Подошло письмо из Неаполя, от старого богача, купившего «Amor». Спрашивал, написана ли следующая картина «молодого maestro». Где будет выставлена? Когда? Просил прислать, если возможно, снимок. Пространно сообщал отзывы об «Amor» многочисленных своих «друзей, любителей прекрасного».
Улыбнулся в мансарде своей Виктор, на кровати лежа, по-русски пачкая башмаками одеяло. Приподнялся лениво. Стулом близ стоящим в пол постучал. Ожидал недолго. Вошел Степа. Бледный, скукой мертвою томящийся. Без пиджака, в перепачканной красками жилетке своей полосатой.
– Что тебе?
– Ессо! [14] Читай!
У окна, утратившего радость недавнюю, читал письмо.
– Поздравляю.
– С чем?
– А вот. За этим ведь звал. А что картины у тебя нет, это твое дело. Да это ничего. Старики и по двадцать лет картину писали.
14
Вот! (итал.)
– Ну, не часто! Если бы так, Рубенсу пришлось бы тысячи три лет прожить.
– А Иванов?
– Брось. Не в том совсем дело, Степа Григорьич. Мне вот тоже картину писать хочется.
– Садись и пиши.
– Ну, я стоя. Сидя и тебе не советую.
Замолчал Степа. В окно смотрит глазами, потерявшими правду свою. Туда, Где сияла недавно сказка. И слышит голос каменный. И кажется ему, что нарочно, чтоб злить его, Степу, уничтожить, слова те каменные падают.
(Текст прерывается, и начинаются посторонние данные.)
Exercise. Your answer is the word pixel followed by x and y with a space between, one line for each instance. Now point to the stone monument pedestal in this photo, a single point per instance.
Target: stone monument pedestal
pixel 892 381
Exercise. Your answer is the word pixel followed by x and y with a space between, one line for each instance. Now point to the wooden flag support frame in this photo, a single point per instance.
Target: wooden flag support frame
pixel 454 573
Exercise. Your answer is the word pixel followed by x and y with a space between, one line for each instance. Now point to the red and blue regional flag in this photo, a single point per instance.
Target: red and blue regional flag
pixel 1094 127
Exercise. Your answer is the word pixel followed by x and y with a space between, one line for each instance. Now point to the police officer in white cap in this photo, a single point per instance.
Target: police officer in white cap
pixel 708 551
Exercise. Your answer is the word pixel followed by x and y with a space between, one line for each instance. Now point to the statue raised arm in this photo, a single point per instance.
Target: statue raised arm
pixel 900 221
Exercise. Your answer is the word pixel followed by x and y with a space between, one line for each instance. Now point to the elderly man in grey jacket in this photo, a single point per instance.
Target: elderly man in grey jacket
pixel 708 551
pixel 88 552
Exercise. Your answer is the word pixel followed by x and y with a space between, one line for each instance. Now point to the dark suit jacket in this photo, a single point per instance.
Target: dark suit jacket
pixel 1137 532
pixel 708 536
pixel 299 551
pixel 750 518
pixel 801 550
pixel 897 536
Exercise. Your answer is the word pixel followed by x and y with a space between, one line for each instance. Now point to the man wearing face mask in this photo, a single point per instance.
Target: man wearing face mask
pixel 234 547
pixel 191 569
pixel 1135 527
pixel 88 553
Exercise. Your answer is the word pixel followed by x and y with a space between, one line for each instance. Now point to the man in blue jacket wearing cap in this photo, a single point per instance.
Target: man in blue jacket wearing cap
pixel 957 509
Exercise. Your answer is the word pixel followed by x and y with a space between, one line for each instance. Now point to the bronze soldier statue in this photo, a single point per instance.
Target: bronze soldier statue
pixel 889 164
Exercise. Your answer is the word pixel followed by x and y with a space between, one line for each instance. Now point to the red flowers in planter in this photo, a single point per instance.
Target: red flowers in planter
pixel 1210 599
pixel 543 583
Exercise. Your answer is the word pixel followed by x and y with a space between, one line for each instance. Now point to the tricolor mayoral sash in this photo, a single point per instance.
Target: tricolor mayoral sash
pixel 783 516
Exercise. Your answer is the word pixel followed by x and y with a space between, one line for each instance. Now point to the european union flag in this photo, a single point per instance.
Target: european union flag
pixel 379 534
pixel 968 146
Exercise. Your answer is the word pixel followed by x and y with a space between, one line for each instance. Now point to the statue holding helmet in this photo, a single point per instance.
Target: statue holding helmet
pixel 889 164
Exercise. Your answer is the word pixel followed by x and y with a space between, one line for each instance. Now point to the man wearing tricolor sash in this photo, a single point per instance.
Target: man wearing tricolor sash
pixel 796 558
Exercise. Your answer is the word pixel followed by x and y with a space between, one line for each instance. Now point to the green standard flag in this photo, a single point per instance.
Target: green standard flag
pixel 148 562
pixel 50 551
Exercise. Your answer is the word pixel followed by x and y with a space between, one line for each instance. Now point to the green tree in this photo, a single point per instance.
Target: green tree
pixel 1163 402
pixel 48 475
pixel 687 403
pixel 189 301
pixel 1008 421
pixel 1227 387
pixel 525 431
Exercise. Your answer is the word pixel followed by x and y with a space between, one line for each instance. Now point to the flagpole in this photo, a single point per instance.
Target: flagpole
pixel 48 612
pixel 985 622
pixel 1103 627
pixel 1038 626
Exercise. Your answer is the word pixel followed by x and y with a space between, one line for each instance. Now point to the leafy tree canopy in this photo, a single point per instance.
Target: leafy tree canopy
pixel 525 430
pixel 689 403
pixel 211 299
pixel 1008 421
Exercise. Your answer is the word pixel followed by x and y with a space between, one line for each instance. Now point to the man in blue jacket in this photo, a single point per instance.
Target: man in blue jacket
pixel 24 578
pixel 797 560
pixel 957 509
– ...Да. И нужна мне женщина. Без женщины картины не напишешь. Вспомни: даже настоящего распятия без женщины нет. Женщина нужна.
– Ну, какая картина?
Умышленно громко зевнул Виктор, повернувшись на кровати и, слова перепутав в зевке, сказал:
– Нет еще картины. Вот приедет и подумаю.
К двери подошел Степа.
– Однако, тебе только шпор не хватает!
И только за дверью сказал-прошептал Степа Герасимов:
– Подлец!
– Слушай ты, глупец! Я завтра ей письмо пошлю. Если хочешь, напиши что хочешь. Успеешь.
И повернувшись на кровати, глядел то туда, где глаза неживые-живые и свечи желтые, то туда, где мгла канала бессолнечного, забывшего сказку золотую.
– Это я-то подлец? Не верю.
Улыбнулся доброй улыбкой. Встал. Заглянул надолго во мглу серую, потерявшую юного бога навечно. Хотел остаться здесь, почему-то здесь, под косым потолком. Но пошли ноги. И вот она опять, как вчера, мертвая улица города на водах.
XIV
Над снегами, над льдами Волги, над белыми, кажется Антону явь жизни его сказкою.
Из Лазарева выехал Антон в санках без конюха. Лошадка новокупка. Санки старые, давно в каретнике стояли. Конюхи говорили:
– Зря.
Прибежала лошадка к крутому спуску. Фырчит. Идти не хочет. Встал. Свел. Вот он, монастырь под горой. Упраздненный монастырь. В церковке службы идут по праздникам и по канунам. Поп с дьячком в деревеньке живут, версты за три. В монастырской ограде только старик сторож. И кот трехцветный старый при нем.
На стук в окошко промерзшее вышел старик, овчинный тулуп на плече волоча.
Говорит-торопится Антон. На старика не глядит.
– Кто такой? Не признать.
– Здравствуй, дедушка. Вот дело какое: я сейчас на станцию. Часа этак через два к тебе. Так ты самоварчик.
Воротник дохи разъезжей Антон поднял.
– Кажись, из Лазарева барин? Не признал. Да и то давненько оттудова никто не идет, не едет. Только вот в храмовой. Свою, значит, церкву теплую украсили. Оно и тово... Иль не из Лазарева? Конек-то... Да немало там коней... А самоварчика, баринок, у меня нету. Да это что... Мигом на деревню слетаю. А то в котелке согрею.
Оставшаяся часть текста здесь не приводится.